Dr Dan Poulter, MP for Central Suffolk and North Ipswich, said: “I am, of course, pleased to support Suffolk County Council’s bid for Ipswich to gain city status, and trust that the motion will receive backing at next week’s full council meeting.

“As our county town, Ipswich has gone through some exciting changes recently and it is reaping the benefits as a growing number of key, high street brands have chosen to invest in the town centre.

“A strong county town is vital in driving further economic growth across Suffolk and working together, I am confident that Suffolk County Council, in collaboration with Ipswich Borough Council, Ipswich Vision and other partners, will present a compelling case in their bid for city status.”

Motion seconder Paul West said this was an appropriate moment to seek city status as the town was preparing for major developments at the Cornhill and the Waterfront area.

Ipswich Vision chairman Terry Hunt welcomed the proposal.

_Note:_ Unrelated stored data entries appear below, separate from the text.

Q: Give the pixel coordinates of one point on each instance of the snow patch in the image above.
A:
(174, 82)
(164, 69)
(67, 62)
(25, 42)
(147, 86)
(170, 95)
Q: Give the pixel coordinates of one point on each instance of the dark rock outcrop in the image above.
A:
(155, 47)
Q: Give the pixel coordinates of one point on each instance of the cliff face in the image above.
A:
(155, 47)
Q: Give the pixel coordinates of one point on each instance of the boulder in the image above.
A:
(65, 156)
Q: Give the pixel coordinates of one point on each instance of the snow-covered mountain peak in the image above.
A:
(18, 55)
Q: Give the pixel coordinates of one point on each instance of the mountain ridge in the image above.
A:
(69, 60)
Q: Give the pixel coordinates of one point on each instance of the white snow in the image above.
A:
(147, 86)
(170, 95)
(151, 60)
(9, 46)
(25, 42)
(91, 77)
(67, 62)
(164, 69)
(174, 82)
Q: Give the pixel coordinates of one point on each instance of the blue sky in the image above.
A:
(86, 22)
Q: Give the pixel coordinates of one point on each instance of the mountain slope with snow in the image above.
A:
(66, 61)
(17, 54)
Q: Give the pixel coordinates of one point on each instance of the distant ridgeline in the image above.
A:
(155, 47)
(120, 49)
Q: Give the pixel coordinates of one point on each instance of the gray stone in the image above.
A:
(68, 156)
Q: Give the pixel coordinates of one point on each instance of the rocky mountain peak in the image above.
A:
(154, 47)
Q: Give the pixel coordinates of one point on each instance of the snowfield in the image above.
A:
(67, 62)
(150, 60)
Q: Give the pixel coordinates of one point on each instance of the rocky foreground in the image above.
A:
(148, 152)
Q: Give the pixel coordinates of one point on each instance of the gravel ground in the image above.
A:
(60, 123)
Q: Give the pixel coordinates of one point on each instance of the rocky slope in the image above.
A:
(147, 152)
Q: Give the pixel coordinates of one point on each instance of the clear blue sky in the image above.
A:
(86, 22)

He said: “A bid for Ipswich to gain city status would be very welcome, because it would help to further raise the profile and status of the town. It would also recognise its potential and ambition. In terms of its economic importance, of course, Ipswich already operates at city level.

“What is also very welcome is the recognition that a strong Ipswich means a strong Suffolk. It is in the whole county’s interest for the county town to be performing to its maximum potential.

“On a lighter note, would city status mean Ipswich Town Football Club changing its name to Ipswich City? Swansea Town became Swansea City in 1969, so there is a precedent!”

What does city status mean?

Cites are now created by the issue of Letters Patent. Across the UK 11 new cities have been created in the 21st Century.

In England the “newest” cities are Derby (1977), Sunderland (1992), Wolverhampton and Brighton (2000), Preston (2002) and Chelmsford (2012). Other cities have been created in other countries of the UK.

Apart from those to mark the millennium, all have been created to mark milestones during The Queen’s reign.

Although the conferring of the title is a Royal Prerogative, the decision is effectively made by the government and towns are invited to bid for city status in advance of landmark.

Ipswich bid for city status in 1992, 2000, and 2002 – there is never any official reason given about why a town is, or is, not successful in a bid.

Size is not everything – cities can be as small as Ely or St Davids in Wales while Ipswich is officially only the 17th largest town (although including the built up area it would be one of the largest).